If there’s any office for which a candidate should be disqualified for engaging in absentee ballot fraud, it’s city clerk, which, among other responsibilities, is in charge of handling absentee ballots. Yet in an astounding claim made just days before Tuesday’s election, City Clerk Ron Smith said late last week that he planned to file a complaint with the state Elections Enforcement Commission concerning complaints about absentee ballot fraud. At issues are affidavits from 11 residents of Ward 8 — the ward represented by Smith’s opponent Alderman Michael Smart — claiming their absentee ballots were illegally picked up. One resident told the Register’s Mary O’Leary on Thursday that Smart himself picked up her ballot. The woman, Cynthia Britt, issued a statement Friday walking back her original comments and saying that Smart had merely handled her application for an absentee ballot, and not the ballot himself.

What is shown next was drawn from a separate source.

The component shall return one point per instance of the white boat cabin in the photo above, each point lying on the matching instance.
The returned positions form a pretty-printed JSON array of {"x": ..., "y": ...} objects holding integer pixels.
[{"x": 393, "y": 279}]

Records in the city clerk’s office show that Smart took out the majority of the 181 absentee ballot applications tallied in the office by Deputy City Clerk Sally Brown. Taking out the ballots is legal. But only a family member of an incapacitated person, a designated caretaker or a police officer can return the ballot if the voter is incapable of mailing it back.
Smart told the Register he did not pick up Britt’s ballot, but said he didn’t want to talk about the allegations in detail, thought he said he followed the letter of the law.
“There is an investigation going on and until it is done, I don’t want to get into it,” Smart said.